Discrepancies in the autopsy reports, in conjunction with the convenient omission in Daye’s discharge summary and the April 13, 2011 autopsy investigative report that entubation followed emesis but preceded cardiac arrest is troublesome and would lead a reasonable person with knowledge of pertinent facts to conclude that the autopsy reports were bogus and used solely to support the prosecutor’s charge.
Medical examiners should be independent and objective in their autopsy examinations and should not be a part of the prosecution team, as it definitely is in the case against Crystal Mangum. Dr.
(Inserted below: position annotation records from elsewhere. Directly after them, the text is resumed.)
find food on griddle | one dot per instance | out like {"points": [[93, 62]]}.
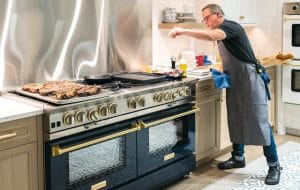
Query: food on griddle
{"points": [[32, 87], [62, 89]]}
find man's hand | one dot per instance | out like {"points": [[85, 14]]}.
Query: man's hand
{"points": [[176, 32]]}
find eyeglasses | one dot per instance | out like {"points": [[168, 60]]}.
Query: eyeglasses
{"points": [[205, 19]]}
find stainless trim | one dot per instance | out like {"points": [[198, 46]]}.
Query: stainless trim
{"points": [[94, 125]]}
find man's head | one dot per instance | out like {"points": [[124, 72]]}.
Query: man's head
{"points": [[213, 15]]}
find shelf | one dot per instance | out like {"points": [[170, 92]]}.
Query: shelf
{"points": [[181, 25]]}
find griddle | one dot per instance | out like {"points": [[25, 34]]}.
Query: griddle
{"points": [[140, 78]]}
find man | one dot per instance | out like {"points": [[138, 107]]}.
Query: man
{"points": [[246, 98]]}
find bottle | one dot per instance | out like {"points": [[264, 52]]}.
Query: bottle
{"points": [[173, 62], [183, 67]]}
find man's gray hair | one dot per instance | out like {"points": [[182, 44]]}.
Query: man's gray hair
{"points": [[214, 8]]}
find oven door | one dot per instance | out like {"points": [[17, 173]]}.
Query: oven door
{"points": [[291, 35], [99, 159], [291, 84], [167, 136]]}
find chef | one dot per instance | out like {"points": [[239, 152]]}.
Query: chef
{"points": [[246, 99]]}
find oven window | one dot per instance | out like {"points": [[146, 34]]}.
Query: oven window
{"points": [[295, 80], [165, 136], [296, 35], [96, 160]]}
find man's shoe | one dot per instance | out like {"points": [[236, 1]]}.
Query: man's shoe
{"points": [[273, 176], [231, 163]]}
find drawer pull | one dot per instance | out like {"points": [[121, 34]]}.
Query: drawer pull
{"points": [[204, 88], [99, 185], [7, 136]]}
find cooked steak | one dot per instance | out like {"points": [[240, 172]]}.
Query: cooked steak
{"points": [[62, 89], [32, 87]]}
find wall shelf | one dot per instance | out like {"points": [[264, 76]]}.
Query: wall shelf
{"points": [[195, 25]]}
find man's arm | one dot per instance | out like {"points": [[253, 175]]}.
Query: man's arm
{"points": [[209, 35]]}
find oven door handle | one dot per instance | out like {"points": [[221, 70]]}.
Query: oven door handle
{"points": [[57, 150], [147, 125]]}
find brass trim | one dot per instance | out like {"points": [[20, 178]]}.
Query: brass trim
{"points": [[56, 150], [7, 136], [99, 185], [147, 125], [169, 156]]}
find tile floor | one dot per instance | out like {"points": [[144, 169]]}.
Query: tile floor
{"points": [[207, 174]]}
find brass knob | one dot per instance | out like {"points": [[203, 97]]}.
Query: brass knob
{"points": [[167, 96], [68, 118], [103, 110], [158, 97], [132, 103], [174, 95], [181, 92], [112, 108], [79, 116], [92, 115], [187, 92], [141, 101]]}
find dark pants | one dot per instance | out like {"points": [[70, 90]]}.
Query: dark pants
{"points": [[270, 151]]}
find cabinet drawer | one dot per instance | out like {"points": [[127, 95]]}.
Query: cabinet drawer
{"points": [[206, 88], [18, 132]]}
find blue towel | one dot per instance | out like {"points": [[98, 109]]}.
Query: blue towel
{"points": [[222, 80]]}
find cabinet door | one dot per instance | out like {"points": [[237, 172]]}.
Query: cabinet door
{"points": [[231, 9], [18, 168], [207, 121], [241, 11], [248, 12]]}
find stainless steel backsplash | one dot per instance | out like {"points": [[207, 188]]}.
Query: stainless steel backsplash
{"points": [[67, 39]]}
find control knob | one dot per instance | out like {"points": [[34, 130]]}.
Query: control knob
{"points": [[112, 108], [158, 97], [141, 101], [174, 95], [132, 103], [103, 110], [79, 116], [92, 115], [167, 96], [68, 118]]}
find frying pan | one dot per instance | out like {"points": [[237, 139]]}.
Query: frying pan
{"points": [[98, 79]]}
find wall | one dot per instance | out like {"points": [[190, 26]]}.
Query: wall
{"points": [[265, 37], [44, 40]]}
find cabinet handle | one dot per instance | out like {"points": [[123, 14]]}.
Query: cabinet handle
{"points": [[57, 150], [7, 136], [147, 125]]}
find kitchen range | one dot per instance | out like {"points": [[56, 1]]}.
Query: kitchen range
{"points": [[138, 135]]}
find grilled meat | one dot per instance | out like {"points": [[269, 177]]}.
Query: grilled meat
{"points": [[62, 89]]}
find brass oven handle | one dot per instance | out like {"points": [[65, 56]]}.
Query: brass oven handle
{"points": [[7, 136], [147, 125], [56, 150]]}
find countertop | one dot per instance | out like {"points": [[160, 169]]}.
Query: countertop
{"points": [[12, 109]]}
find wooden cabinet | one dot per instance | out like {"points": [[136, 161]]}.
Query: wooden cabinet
{"points": [[21, 155], [207, 120], [242, 11], [272, 103], [224, 131]]}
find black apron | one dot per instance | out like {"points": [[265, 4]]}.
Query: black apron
{"points": [[246, 100]]}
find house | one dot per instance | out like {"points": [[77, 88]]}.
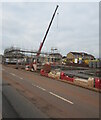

Clayton Nichols, the author of the phony autopsy examination report, should not be held liable for the substandard and false document for two specific reasons. First, he did not take it upon himself to produce a false and misleading document for no reason whatsoever. Undoubtedly he received instructions from higher up to produce a document that would enable the prosecutor to charge Crystal Mangum with murder. Second, Dr. Nichols felt compelled to “go along with the plan” after seeing what happened to Duke Lacrosse prosecutor Mike Nifong. Dr. Nichols learned well from the example the state made of Mr. Nifong, and not wanting to put his personal and professional life at risk, producing the desired deceptive document was a no-brainer.
Unfortunately in the twenty-first century, the mainstream media is not as independent and objective as it should be. But the media’s actions and attitudes are often based on financial incentives. For example, Duke University, which harbors unbounded animosity and misdirected hostility toward Mike Nifong, Crystal Mangum, and Nifong supporters, is one of the state’s largest conglomerations. Duke University and its healthcare system advertise heavily in print and broadcast media… this cannot help but make an influence on how the media covers stories, who it demonizes, and who it places on pedestals. You can bet that when a story involves Duke University, the media, in bringing it before the public treads with the most extreme care.
In short, the media is trying to keep hidden from the public the following facts:
(1) Reginald Daye’s brain death was due to the misplacement of an endotracheal tube by Duke University Hospital staff;
(2) Reginald Daye was electively removed from life support by Duke University Hospital staff with the consent of Daye’s family;
(3) Crystal Mangum had nothing to due with events that transpired in Duke University Hospital and she is therefore not responsible for Daye’s death;
(4) the Autopsy Reports of April 13 and 14, 2011 are totally bogus and purposely reach the false conclusion that Daye’s death was “due to complications of a stab wound to the chest;”
(5) the Autopsy Reports of April 13 and 14, 2011 made their false conclusion for the purpose of making a foundation upon which to build a murder case against Crystal Mangum;
(6) Crystal Mangum sustained physical injuries at the hands of Daye and there is additional evidence to support her self-defense claim in the stabbing; and
(7) prosecutors lack any credible evidence to support the two counts of larceny against Crystal Mangum.
That the authors of the Autopsy Reports are working with the prosecution is evident. However, what is most troubling is that the media is heavily involved in this conspiracy as can be seen by its selective and skewed reporting about Mangum, Daye, and others involved in the case.